Lorsque vous commencez les arts martiaux, c’est génial. Vous voyez les amis s’entraîner et préparer leur tao avec beaucoup de sérieux tout en vous disant que vous aimeriez bien en connaître au moins la moitié. Ensuite vient votre tour, vous apprenez la première forme du tao en 24 formes du Tai Chi Chuan style Yang, puis la 2ème forme, puis la 3ème et ce jusqu’à connaître le tao en entier. Puis on vous enseigne un deuxième tao, un troisième et ainsi de suite.

Et puis parfois votre motivation décline, vous poussez un : « bon, on y va » suivi d’un soupir qui disparaît rapidement quand vous vous dites que de toute façon, ces enchaînements sont bons pour la santé. Aïe …

 

Auriez-vous perdu votre motivation ?

 

Vous semblez englué(e) dans une routine qui vous rend impatient, jusqu’à même penser de temps à autres à changer de discipline. Ne rentrez pas dans le cercle infernal qu’est le tourisme martial ! Vous êtes aux portes de la démotivation.

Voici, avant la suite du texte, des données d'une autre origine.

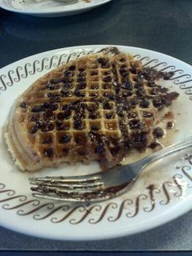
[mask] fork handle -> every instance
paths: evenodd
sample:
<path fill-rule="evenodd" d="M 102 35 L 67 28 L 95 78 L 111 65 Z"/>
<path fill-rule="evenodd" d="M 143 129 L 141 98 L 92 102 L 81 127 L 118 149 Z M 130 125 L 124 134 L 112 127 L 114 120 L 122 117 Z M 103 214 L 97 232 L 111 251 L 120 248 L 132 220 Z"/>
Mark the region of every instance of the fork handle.
<path fill-rule="evenodd" d="M 174 143 L 172 145 L 170 145 L 165 148 L 163 148 L 140 161 L 138 161 L 137 163 L 139 165 L 141 162 L 141 165 L 142 166 L 142 169 L 144 169 L 146 166 L 151 164 L 151 162 L 164 158 L 164 157 L 167 157 L 168 155 L 171 155 L 176 152 L 181 151 L 182 149 L 192 147 L 192 136 L 184 139 L 182 141 Z"/>

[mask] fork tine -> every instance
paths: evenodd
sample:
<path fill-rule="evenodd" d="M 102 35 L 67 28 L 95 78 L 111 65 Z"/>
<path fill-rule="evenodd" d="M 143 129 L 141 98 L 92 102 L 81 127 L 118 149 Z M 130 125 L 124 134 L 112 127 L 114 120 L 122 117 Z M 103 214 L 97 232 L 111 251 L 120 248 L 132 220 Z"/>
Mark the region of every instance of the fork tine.
<path fill-rule="evenodd" d="M 95 182 L 95 183 L 51 183 L 51 182 L 45 182 L 45 181 L 31 181 L 31 185 L 35 186 L 49 186 L 49 187 L 55 187 L 57 188 L 68 188 L 68 189 L 72 188 L 96 188 L 96 187 L 101 187 L 103 185 L 103 183 L 101 182 Z"/>
<path fill-rule="evenodd" d="M 81 176 L 69 176 L 69 177 L 63 177 L 63 176 L 53 176 L 53 177 L 30 177 L 28 178 L 29 181 L 33 182 L 50 182 L 50 183 L 95 183 L 97 181 L 101 180 L 100 177 L 98 176 L 89 176 L 89 175 L 85 175 Z"/>
<path fill-rule="evenodd" d="M 43 198 L 43 199 L 49 199 L 49 200 L 55 200 L 55 201 L 69 201 L 69 202 L 86 202 L 88 201 L 87 198 L 83 197 L 72 197 L 72 196 L 52 196 L 52 195 L 43 195 L 43 194 L 38 194 L 38 193 L 32 193 L 33 196 Z M 103 196 L 102 198 L 98 197 L 93 197 L 91 198 L 91 201 L 98 201 L 108 199 L 108 196 Z"/>

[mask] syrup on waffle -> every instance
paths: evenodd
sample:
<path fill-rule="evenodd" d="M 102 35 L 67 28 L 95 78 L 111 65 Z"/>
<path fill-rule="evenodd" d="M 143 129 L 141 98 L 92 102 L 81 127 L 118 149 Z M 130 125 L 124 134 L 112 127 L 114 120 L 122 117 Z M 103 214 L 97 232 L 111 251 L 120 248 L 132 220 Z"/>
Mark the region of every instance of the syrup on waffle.
<path fill-rule="evenodd" d="M 15 164 L 28 171 L 62 162 L 120 164 L 131 148 L 163 135 L 158 123 L 178 94 L 159 80 L 172 75 L 122 52 L 88 55 L 50 72 L 11 112 L 6 138 Z"/>

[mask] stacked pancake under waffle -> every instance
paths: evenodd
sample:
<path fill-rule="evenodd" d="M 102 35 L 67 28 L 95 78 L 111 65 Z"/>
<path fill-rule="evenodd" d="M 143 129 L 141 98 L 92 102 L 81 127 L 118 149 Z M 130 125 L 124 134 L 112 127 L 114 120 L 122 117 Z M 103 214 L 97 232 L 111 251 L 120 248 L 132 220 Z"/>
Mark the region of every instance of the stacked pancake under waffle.
<path fill-rule="evenodd" d="M 176 92 L 157 85 L 159 73 L 127 53 L 98 53 L 60 66 L 16 101 L 6 134 L 22 170 L 62 162 L 119 164 L 130 148 L 154 142 Z"/>

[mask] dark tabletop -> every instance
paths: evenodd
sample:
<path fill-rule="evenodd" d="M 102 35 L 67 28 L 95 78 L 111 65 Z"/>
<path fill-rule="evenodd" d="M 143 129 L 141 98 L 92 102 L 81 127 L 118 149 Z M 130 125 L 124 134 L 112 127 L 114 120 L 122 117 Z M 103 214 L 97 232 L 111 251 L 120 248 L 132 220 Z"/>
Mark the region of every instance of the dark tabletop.
<path fill-rule="evenodd" d="M 0 9 L 0 68 L 39 52 L 115 44 L 160 51 L 192 64 L 191 0 L 113 0 L 68 17 L 37 18 Z M 118 239 L 55 241 L 0 227 L 0 248 L 15 249 L 190 249 L 192 211 L 165 226 Z"/>

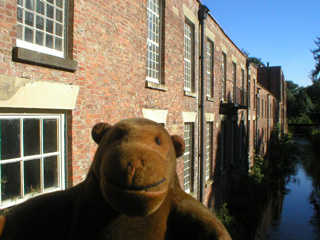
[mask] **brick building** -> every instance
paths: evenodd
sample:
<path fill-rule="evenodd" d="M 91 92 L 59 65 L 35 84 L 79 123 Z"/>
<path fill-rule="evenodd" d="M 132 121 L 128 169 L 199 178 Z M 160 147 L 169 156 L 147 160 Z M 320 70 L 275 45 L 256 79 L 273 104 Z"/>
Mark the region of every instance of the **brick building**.
<path fill-rule="evenodd" d="M 213 207 L 286 124 L 281 68 L 251 64 L 197 0 L 2 0 L 0 19 L 2 209 L 84 180 L 93 125 L 129 117 L 184 137 L 181 185 Z"/>

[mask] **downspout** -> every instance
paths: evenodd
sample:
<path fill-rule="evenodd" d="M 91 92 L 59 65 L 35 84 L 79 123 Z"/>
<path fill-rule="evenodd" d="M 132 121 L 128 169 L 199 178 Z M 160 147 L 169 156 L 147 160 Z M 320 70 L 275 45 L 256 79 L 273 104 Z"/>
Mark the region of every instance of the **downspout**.
<path fill-rule="evenodd" d="M 203 188 L 204 188 L 204 162 L 205 162 L 205 82 L 204 82 L 204 73 L 205 73 L 205 65 L 204 65 L 204 58 L 205 58 L 205 47 L 204 47 L 204 40 L 205 40 L 205 19 L 207 19 L 209 13 L 209 9 L 200 3 L 199 11 L 198 11 L 198 19 L 201 26 L 201 53 L 200 53 L 200 195 L 199 200 L 203 202 Z"/>

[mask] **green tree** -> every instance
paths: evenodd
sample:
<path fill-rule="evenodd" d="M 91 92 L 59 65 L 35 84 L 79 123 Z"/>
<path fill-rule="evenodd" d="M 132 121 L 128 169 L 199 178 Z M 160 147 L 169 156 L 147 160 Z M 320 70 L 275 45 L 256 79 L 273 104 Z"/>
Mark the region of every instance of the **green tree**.
<path fill-rule="evenodd" d="M 287 81 L 287 116 L 290 123 L 313 122 L 317 109 L 313 85 L 304 88 Z"/>
<path fill-rule="evenodd" d="M 310 73 L 310 78 L 313 83 L 320 83 L 320 37 L 317 37 L 314 43 L 317 45 L 317 48 L 311 50 L 311 52 L 313 59 L 316 61 L 316 65 Z"/>

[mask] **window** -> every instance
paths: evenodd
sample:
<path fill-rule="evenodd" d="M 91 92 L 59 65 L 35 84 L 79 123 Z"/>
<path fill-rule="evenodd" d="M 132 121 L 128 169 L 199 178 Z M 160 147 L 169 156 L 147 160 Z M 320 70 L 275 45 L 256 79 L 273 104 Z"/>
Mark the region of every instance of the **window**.
<path fill-rule="evenodd" d="M 213 97 L 214 89 L 214 45 L 213 42 L 208 39 L 207 41 L 207 96 Z"/>
<path fill-rule="evenodd" d="M 184 23 L 184 90 L 194 88 L 194 26 L 188 20 Z"/>
<path fill-rule="evenodd" d="M 183 168 L 183 188 L 186 192 L 193 191 L 193 123 L 185 123 L 184 125 L 184 168 Z"/>
<path fill-rule="evenodd" d="M 236 102 L 237 64 L 235 62 L 232 62 L 232 84 L 233 84 L 233 101 Z"/>
<path fill-rule="evenodd" d="M 239 129 L 239 158 L 242 159 L 242 156 L 243 156 L 243 142 L 244 142 L 244 137 L 245 135 L 245 128 L 244 128 L 244 121 L 241 120 L 240 122 L 240 129 Z"/>
<path fill-rule="evenodd" d="M 235 145 L 236 145 L 236 138 L 235 138 L 235 129 L 237 127 L 237 122 L 236 121 L 233 121 L 231 122 L 231 163 L 234 162 L 234 157 L 235 157 Z"/>
<path fill-rule="evenodd" d="M 243 104 L 246 104 L 247 101 L 246 101 L 246 94 L 245 94 L 245 79 L 244 79 L 244 69 L 241 68 L 241 102 Z"/>
<path fill-rule="evenodd" d="M 212 148 L 213 148 L 213 122 L 206 125 L 206 181 L 211 178 L 212 172 Z"/>
<path fill-rule="evenodd" d="M 241 88 L 245 90 L 245 79 L 244 79 L 244 69 L 241 68 Z"/>
<path fill-rule="evenodd" d="M 65 0 L 18 0 L 17 47 L 64 57 Z"/>
<path fill-rule="evenodd" d="M 221 79 L 221 100 L 226 100 L 226 84 L 227 84 L 227 55 L 222 52 L 221 60 L 221 70 L 222 70 L 222 79 Z"/>
<path fill-rule="evenodd" d="M 251 80 L 251 76 L 249 75 L 248 76 L 248 107 L 250 108 L 250 105 L 251 105 L 251 94 L 250 94 L 250 91 L 251 91 L 251 83 L 250 83 L 250 80 Z M 254 90 L 255 91 L 255 90 Z M 254 95 L 254 98 L 255 98 L 255 93 L 253 93 Z"/>
<path fill-rule="evenodd" d="M 225 167 L 225 148 L 226 148 L 226 142 L 225 142 L 225 134 L 226 134 L 226 122 L 221 121 L 221 132 L 220 132 L 220 170 L 222 171 Z"/>
<path fill-rule="evenodd" d="M 148 0 L 147 81 L 160 83 L 161 6 Z"/>
<path fill-rule="evenodd" d="M 0 116 L 0 208 L 64 188 L 63 115 Z"/>

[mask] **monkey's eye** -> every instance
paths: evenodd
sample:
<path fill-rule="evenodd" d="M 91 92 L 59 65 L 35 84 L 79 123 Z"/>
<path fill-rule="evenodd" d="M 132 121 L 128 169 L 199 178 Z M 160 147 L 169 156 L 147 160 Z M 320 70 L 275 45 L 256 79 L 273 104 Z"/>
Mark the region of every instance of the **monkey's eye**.
<path fill-rule="evenodd" d="M 160 138 L 156 137 L 154 138 L 154 141 L 160 146 L 161 145 L 161 140 Z"/>

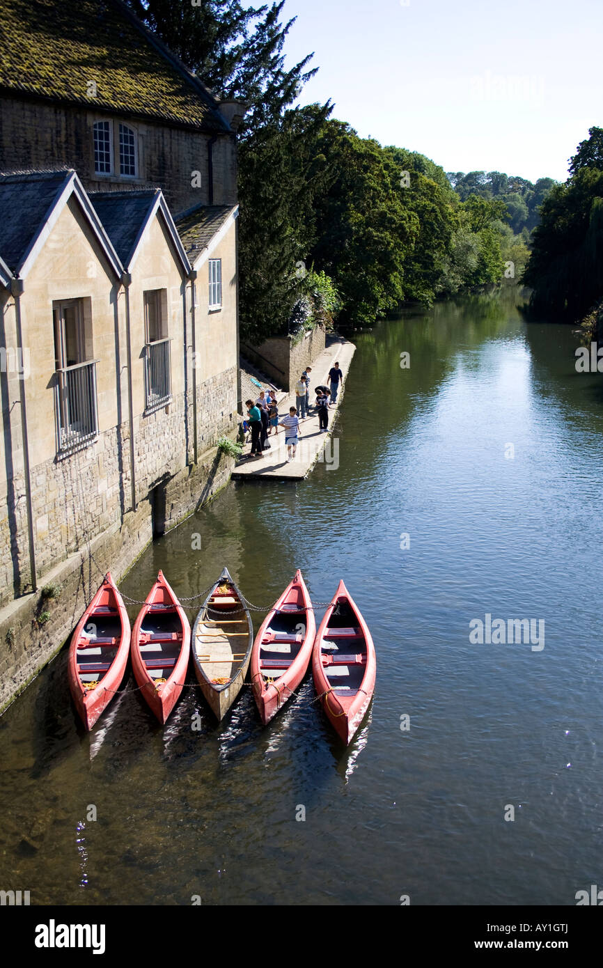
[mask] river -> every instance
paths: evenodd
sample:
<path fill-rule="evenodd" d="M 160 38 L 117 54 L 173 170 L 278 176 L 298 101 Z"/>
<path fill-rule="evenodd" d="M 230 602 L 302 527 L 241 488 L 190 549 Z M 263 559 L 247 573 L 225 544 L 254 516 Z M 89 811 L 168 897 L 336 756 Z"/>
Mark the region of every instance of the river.
<path fill-rule="evenodd" d="M 63 650 L 0 719 L 1 887 L 32 904 L 571 905 L 600 883 L 603 380 L 514 292 L 354 340 L 329 460 L 230 483 L 122 589 L 143 598 L 161 567 L 190 596 L 226 564 L 261 606 L 296 567 L 316 601 L 343 577 L 377 653 L 356 739 L 341 746 L 311 676 L 265 729 L 249 688 L 221 726 L 188 688 L 166 728 L 126 689 L 87 735 Z M 486 616 L 542 635 L 470 641 Z"/>

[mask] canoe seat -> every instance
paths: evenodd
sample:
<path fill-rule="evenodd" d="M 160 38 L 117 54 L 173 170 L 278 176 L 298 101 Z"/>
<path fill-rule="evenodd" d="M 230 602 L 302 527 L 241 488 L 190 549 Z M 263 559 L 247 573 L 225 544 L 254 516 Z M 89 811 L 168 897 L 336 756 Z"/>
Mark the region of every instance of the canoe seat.
<path fill-rule="evenodd" d="M 266 636 L 261 640 L 262 646 L 286 646 L 291 642 L 302 642 L 301 635 L 275 635 L 274 638 L 271 635 Z"/>
<path fill-rule="evenodd" d="M 367 661 L 366 652 L 359 652 L 357 655 L 323 655 L 322 665 L 365 665 Z"/>
<path fill-rule="evenodd" d="M 102 635 L 93 635 L 90 639 L 88 636 L 84 636 L 83 642 L 78 641 L 77 650 L 80 649 L 96 649 L 97 646 L 113 646 L 113 648 L 118 645 L 119 639 L 110 638 L 108 636 L 105 637 Z"/>
<path fill-rule="evenodd" d="M 149 642 L 181 642 L 182 632 L 142 632 L 138 642 L 146 645 Z"/>
<path fill-rule="evenodd" d="M 110 669 L 112 662 L 79 662 L 77 664 L 77 671 L 79 673 L 91 673 L 91 672 L 106 672 Z"/>
<path fill-rule="evenodd" d="M 143 659 L 147 669 L 171 669 L 175 666 L 177 656 L 168 658 L 166 655 L 163 659 Z"/>

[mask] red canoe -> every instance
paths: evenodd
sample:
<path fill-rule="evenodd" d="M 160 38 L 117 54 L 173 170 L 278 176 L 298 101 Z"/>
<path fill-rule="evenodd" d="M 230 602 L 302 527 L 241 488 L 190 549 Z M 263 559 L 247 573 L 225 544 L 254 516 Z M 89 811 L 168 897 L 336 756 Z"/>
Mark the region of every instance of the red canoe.
<path fill-rule="evenodd" d="M 268 613 L 252 651 L 252 682 L 266 725 L 306 675 L 317 623 L 301 571 Z"/>
<path fill-rule="evenodd" d="M 317 632 L 312 671 L 322 708 L 347 744 L 373 697 L 377 659 L 369 627 L 343 582 Z"/>
<path fill-rule="evenodd" d="M 92 729 L 119 688 L 129 653 L 130 620 L 107 572 L 69 647 L 69 687 L 86 729 Z"/>
<path fill-rule="evenodd" d="M 132 669 L 142 695 L 162 723 L 182 692 L 190 651 L 189 620 L 160 571 L 134 626 Z"/>

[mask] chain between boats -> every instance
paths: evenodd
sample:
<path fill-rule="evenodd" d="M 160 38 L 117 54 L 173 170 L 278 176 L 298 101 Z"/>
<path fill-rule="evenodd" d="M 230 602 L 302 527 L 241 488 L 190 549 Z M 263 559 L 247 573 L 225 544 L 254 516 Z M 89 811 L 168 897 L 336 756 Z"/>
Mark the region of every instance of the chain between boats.
<path fill-rule="evenodd" d="M 206 598 L 207 598 L 207 595 L 209 594 L 209 592 L 211 591 L 211 590 L 213 588 L 214 588 L 214 585 L 210 585 L 207 589 L 205 589 L 204 591 L 199 591 L 199 593 L 196 594 L 196 595 L 190 595 L 189 597 L 186 597 L 186 598 L 185 597 L 179 597 L 177 600 L 182 605 L 183 608 L 190 608 L 190 609 L 195 608 L 196 607 L 195 605 L 185 605 L 184 602 L 197 602 L 200 599 L 202 599 L 203 601 L 205 601 Z M 146 605 L 146 604 L 148 604 L 146 601 L 141 601 L 139 598 L 131 598 L 130 595 L 124 594 L 123 591 L 120 592 L 120 593 L 121 593 L 121 596 L 124 599 L 124 601 L 127 602 L 129 605 Z M 248 611 L 249 612 L 272 612 L 274 609 L 276 609 L 277 602 L 279 600 L 277 598 L 276 601 L 274 601 L 272 603 L 272 605 L 254 605 L 253 602 L 250 602 L 245 597 L 244 594 L 242 594 L 242 593 L 239 593 L 239 594 L 240 594 L 241 601 L 245 605 L 245 608 L 228 609 L 228 615 L 238 615 L 240 612 L 248 612 Z M 311 602 L 310 605 L 308 605 L 307 607 L 304 607 L 304 608 L 300 608 L 300 609 L 287 608 L 284 612 L 284 614 L 285 615 L 304 615 L 306 612 L 314 612 L 317 609 L 329 608 L 333 604 L 334 604 L 333 601 L 330 601 L 330 602 Z M 278 609 L 277 611 L 281 611 L 281 610 Z"/>

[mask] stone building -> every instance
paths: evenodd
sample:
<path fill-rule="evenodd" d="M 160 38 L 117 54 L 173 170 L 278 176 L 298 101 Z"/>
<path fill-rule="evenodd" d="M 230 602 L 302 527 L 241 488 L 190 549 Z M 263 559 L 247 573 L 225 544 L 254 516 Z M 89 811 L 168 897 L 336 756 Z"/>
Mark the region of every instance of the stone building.
<path fill-rule="evenodd" d="M 0 708 L 228 479 L 241 112 L 120 0 L 2 2 Z"/>

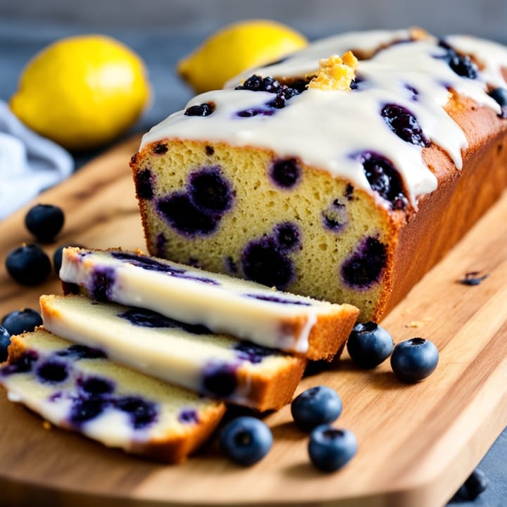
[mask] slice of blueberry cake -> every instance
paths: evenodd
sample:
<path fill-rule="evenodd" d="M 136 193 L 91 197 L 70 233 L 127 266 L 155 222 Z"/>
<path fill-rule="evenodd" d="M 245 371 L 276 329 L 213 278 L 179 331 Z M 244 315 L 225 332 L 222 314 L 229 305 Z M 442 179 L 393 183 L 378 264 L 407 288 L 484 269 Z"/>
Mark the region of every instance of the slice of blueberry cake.
<path fill-rule="evenodd" d="M 219 401 L 120 366 L 100 349 L 43 327 L 12 337 L 0 385 L 11 401 L 56 426 L 168 463 L 195 451 L 225 411 Z"/>
<path fill-rule="evenodd" d="M 380 320 L 507 185 L 506 68 L 474 37 L 358 32 L 196 96 L 131 161 L 149 252 Z"/>
<path fill-rule="evenodd" d="M 280 292 L 120 249 L 66 248 L 60 277 L 67 293 L 77 285 L 97 301 L 151 310 L 310 359 L 339 353 L 358 313 L 349 304 Z"/>
<path fill-rule="evenodd" d="M 301 356 L 215 334 L 143 308 L 83 296 L 42 296 L 44 327 L 112 361 L 206 396 L 263 411 L 290 403 Z"/>

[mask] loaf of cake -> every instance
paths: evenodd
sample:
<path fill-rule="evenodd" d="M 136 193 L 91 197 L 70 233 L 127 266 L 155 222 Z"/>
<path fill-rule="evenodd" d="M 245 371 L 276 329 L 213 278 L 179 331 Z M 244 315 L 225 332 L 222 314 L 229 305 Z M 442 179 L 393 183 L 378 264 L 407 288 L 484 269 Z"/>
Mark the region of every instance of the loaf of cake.
<path fill-rule="evenodd" d="M 143 308 L 42 296 L 46 329 L 113 361 L 205 396 L 263 411 L 291 402 L 306 360 L 214 334 Z"/>
<path fill-rule="evenodd" d="M 358 310 L 121 249 L 64 249 L 64 292 L 76 286 L 114 301 L 205 326 L 272 349 L 330 359 L 341 352 Z"/>
<path fill-rule="evenodd" d="M 132 158 L 149 252 L 380 320 L 506 187 L 506 68 L 353 32 L 196 96 Z"/>
<path fill-rule="evenodd" d="M 43 327 L 11 337 L 0 385 L 56 426 L 106 446 L 179 463 L 223 415 L 221 401 L 120 366 Z"/>

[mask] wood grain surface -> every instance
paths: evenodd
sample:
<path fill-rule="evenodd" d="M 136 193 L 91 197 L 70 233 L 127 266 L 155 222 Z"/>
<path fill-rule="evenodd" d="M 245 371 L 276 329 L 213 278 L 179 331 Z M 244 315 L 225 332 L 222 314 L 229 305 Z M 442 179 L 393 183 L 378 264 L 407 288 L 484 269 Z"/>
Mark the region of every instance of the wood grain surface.
<path fill-rule="evenodd" d="M 95 159 L 37 201 L 58 204 L 68 242 L 144 249 L 128 161 L 134 138 Z M 20 287 L 4 268 L 8 251 L 32 239 L 29 206 L 0 223 L 0 315 L 38 308 L 43 293 L 61 293 L 55 274 Z M 275 444 L 243 468 L 215 440 L 181 465 L 164 465 L 108 449 L 77 434 L 48 428 L 0 392 L 0 505 L 353 506 L 444 505 L 507 425 L 507 194 L 429 273 L 382 324 L 395 342 L 420 336 L 438 346 L 435 372 L 415 384 L 397 381 L 389 361 L 371 371 L 343 357 L 306 377 L 298 392 L 326 384 L 342 396 L 338 427 L 353 431 L 356 457 L 342 470 L 314 470 L 307 436 L 288 406 L 266 415 Z M 424 255 L 424 252 L 421 252 Z M 416 261 L 416 260 L 415 260 Z M 458 282 L 465 273 L 488 277 Z"/>

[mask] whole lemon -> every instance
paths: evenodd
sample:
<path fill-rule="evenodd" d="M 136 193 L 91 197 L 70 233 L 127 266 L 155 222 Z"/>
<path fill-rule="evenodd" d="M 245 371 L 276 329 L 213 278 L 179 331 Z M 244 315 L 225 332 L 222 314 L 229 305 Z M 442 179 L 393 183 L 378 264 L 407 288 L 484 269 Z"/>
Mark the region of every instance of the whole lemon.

Heureusement, j’ai une solution pour rebooster votre engagement vis-à-vis de votre discipline. Cela s’appelle « les enchaînements libres ». C’est un exercice pratiqué par de nombreux artistes martiaux en Chine – et ailleurs d’ailleurs – et si vous en êtes arrivé(e) à douter de votre implication dans vos activités martiales, la suite de cet article est pour vous.

 

La première chose à vérifier

Bon, d’accord, votre pratique vous fait du bien. Et c’est d’ailleurs probablement votre principal objectif, ce qui est parfaitement respectable. Mais que diriez-vous de déterminer précisément l’état de votre maîtrise du sujet ?

Votre analyse personnelle faite par vous-même

Pour vous aider à déterminer avec davantage de précision le degré de maîtrise que vous avez acquis dans votre discipline, il faut que vous trouviez une réponse honnête (ni modeste ni présomptueuse) aux questions qui suivent :

Enracinement :

Mon enracinement dans le sol est-il stable à tout moment, peu importe les variations de rythme, de vitesse, de hauteur et de puissance ?

Réflexes :

Dois-je encore réfléchir aux techniques et aux enchaînements que j’ai appris avant de les exécuter ?

Rythme :

Ma conception de la décélération et de l’accélération dans l’exécution de mes techniques est-elle la même que les personnes qui me regardent exécuter ces mêmes techniques ?

Vitesse :

M’a-t-on déjà dit que j’étais très rapide ou très lent dans l’exécution de mes techniques ?

Puissance :

La puissance que je ressens dans mon corps lors de l’exécution de mes techniques peut-elle blesser quelqu’un qui est préparé au combat ? Comment vérifier cette hypothèse ?

Souffle :

Pendant combien de temps est-ce que je peux m’exercer d’un seul trait avant de ressentir les effets de l’essoufflement ?

 

Pourquoi vous faut-il absolument répondre à toutes ces questions ?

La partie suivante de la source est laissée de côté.